History of the castle
The Maupas, Morogues and Parassy estate, ancient domain of the House of Seuly, was bought by Jean Dumesnil-Simon, bailiff to the Berry region in the fifteenth century. Dumesnil-Simon did a complete overhaul of the old manor and ordered the construction of the core and the south wing of the current building.

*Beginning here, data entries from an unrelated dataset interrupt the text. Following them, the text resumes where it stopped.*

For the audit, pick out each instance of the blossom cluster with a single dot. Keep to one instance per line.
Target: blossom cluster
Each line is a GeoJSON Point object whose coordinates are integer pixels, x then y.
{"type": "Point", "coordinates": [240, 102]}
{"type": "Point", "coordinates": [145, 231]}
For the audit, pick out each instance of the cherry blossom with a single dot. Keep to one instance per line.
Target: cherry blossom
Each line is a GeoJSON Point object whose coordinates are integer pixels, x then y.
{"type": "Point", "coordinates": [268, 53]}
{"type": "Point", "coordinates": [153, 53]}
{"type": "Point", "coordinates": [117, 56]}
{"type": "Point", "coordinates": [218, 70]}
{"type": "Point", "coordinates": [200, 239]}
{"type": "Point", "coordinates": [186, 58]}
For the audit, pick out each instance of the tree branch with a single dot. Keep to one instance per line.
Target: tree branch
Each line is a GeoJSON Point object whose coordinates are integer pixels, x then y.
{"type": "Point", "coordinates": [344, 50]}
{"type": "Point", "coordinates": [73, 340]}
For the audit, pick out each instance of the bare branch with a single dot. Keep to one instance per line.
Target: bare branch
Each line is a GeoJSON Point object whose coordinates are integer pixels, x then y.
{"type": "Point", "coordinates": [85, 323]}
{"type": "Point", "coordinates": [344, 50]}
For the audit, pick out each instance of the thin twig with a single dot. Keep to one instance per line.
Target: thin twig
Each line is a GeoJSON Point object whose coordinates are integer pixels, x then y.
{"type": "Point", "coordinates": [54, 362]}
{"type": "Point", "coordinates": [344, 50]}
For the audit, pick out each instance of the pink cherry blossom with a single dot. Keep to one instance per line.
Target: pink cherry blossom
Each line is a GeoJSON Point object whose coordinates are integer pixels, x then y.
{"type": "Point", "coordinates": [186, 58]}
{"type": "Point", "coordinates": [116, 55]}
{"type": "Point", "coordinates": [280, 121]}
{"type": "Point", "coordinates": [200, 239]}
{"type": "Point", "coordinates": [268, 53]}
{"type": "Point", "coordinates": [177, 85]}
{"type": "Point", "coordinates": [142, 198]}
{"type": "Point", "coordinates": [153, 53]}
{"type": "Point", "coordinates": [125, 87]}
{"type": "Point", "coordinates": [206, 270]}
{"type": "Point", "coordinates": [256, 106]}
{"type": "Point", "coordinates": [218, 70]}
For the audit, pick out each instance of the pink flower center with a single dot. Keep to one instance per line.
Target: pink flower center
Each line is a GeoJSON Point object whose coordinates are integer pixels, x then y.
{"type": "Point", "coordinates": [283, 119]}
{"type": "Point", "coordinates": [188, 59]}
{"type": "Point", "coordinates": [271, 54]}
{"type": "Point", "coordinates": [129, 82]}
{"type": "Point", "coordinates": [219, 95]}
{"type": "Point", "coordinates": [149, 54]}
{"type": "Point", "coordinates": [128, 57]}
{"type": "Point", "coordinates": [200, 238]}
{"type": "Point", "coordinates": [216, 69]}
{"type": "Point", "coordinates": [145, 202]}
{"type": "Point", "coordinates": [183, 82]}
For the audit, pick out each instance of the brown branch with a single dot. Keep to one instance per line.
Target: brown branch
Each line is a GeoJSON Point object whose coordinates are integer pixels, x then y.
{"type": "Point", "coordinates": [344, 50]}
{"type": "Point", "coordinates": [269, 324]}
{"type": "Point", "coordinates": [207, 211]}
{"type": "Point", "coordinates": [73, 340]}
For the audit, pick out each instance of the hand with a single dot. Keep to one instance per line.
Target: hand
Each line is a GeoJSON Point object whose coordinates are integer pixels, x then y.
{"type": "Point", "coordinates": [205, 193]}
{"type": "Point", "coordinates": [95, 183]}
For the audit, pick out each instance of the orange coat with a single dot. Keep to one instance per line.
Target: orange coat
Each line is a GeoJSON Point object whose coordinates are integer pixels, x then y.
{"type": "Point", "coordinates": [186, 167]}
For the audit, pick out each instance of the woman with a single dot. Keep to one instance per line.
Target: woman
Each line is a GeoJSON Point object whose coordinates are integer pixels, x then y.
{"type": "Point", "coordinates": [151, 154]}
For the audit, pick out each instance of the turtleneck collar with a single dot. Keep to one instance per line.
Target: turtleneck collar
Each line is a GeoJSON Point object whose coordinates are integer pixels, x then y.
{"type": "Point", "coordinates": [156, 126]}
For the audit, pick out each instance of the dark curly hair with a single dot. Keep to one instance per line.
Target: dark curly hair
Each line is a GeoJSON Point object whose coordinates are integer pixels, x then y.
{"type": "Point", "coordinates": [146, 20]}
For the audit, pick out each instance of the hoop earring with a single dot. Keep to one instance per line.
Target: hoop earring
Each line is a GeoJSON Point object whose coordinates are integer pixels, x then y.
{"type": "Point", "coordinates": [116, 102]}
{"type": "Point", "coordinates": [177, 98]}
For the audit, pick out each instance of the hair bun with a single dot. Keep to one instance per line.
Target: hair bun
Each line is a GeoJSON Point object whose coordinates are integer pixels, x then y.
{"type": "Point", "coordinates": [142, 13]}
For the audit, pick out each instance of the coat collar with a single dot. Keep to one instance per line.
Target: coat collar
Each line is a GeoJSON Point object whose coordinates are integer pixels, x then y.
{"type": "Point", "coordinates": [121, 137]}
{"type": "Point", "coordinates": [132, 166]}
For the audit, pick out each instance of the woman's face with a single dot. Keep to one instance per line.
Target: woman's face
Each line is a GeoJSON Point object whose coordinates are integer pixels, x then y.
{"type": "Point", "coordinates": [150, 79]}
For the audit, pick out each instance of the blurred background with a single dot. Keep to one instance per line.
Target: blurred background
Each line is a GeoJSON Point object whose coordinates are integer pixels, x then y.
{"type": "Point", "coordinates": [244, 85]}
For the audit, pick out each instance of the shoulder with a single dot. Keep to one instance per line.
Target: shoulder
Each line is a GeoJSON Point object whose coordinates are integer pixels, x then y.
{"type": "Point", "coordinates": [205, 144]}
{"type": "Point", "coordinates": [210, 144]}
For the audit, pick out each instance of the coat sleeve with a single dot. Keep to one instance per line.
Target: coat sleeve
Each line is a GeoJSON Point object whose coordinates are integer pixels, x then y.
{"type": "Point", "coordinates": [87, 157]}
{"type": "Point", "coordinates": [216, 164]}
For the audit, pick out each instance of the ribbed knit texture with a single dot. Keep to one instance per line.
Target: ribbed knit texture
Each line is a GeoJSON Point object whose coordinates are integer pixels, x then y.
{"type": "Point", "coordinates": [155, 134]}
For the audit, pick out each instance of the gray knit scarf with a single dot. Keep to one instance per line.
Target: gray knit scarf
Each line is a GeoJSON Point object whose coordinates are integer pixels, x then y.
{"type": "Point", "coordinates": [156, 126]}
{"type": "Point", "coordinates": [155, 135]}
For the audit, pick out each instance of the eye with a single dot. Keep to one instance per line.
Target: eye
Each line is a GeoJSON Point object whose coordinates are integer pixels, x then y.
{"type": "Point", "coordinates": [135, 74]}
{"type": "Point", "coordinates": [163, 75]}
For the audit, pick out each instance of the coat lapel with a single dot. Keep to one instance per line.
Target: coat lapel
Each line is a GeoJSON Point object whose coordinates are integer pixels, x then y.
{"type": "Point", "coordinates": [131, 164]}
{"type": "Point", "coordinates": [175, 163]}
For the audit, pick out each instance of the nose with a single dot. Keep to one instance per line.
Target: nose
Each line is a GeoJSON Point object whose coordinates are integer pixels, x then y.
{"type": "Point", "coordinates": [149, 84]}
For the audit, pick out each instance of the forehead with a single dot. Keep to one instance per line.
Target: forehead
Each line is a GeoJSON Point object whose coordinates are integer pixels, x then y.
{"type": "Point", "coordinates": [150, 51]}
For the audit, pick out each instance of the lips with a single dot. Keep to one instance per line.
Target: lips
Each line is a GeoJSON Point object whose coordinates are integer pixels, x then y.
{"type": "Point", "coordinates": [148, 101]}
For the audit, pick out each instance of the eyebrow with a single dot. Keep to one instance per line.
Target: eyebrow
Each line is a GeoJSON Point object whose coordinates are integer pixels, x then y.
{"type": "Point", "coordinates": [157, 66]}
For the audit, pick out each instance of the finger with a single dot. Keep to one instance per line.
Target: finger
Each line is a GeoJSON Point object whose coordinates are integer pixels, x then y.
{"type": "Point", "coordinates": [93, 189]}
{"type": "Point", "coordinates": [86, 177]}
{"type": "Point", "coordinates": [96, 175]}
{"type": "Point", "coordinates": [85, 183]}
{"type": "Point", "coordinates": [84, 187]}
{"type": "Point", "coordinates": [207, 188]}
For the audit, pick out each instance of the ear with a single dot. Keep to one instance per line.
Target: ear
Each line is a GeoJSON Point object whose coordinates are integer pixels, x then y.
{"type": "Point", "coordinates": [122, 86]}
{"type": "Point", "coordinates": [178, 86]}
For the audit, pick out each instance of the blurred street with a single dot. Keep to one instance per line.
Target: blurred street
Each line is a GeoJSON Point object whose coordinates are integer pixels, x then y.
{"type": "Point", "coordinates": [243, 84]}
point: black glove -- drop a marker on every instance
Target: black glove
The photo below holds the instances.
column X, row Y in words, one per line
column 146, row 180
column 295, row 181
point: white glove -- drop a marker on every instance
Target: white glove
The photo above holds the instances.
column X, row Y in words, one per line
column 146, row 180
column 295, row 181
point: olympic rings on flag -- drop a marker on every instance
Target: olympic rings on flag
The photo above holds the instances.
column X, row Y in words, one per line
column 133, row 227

In 1682, Sir Antoine Agard, Lord of Vailly and descendant of an old family from the city of Verzon, in the Berry region, paid thirty-six thousand pounds for the property. His son, Pierre Agard, a colonel in the Piémont Regiment of the Royal Cavalry and in the Infantry Regiment at Perthuis, inherited the estate. In 1725, as a reward for his services to the Crown, King Louis XV raised the lands of Pierre Agard to the status of a March, and the marquis Pierre Agard de Maupas became the first owner of the March of Maupas, Morogue and Parassy.
The French Revolution forced many aristocrats into exile, and the young lieutenant-colonel Jérôme Agard, grandson of Pierre, accompanied the French princes as they sought refuge in England and Germany. After the 1802 amnesty, Jérôme returned to France to discover that the Castle and lands that used to belong to his family had been sold by the Republic to the Guibert family, originally from the nearby village of Henrichemont.
The Guiberts agreed to sell him a part of the property: the Castle, the woods and the farming lands. The castle still belongs to the de Maupas family, who, just like their forefathers, has a commitment to keep and preserve the traditions started by Sir Antoine de Maupas.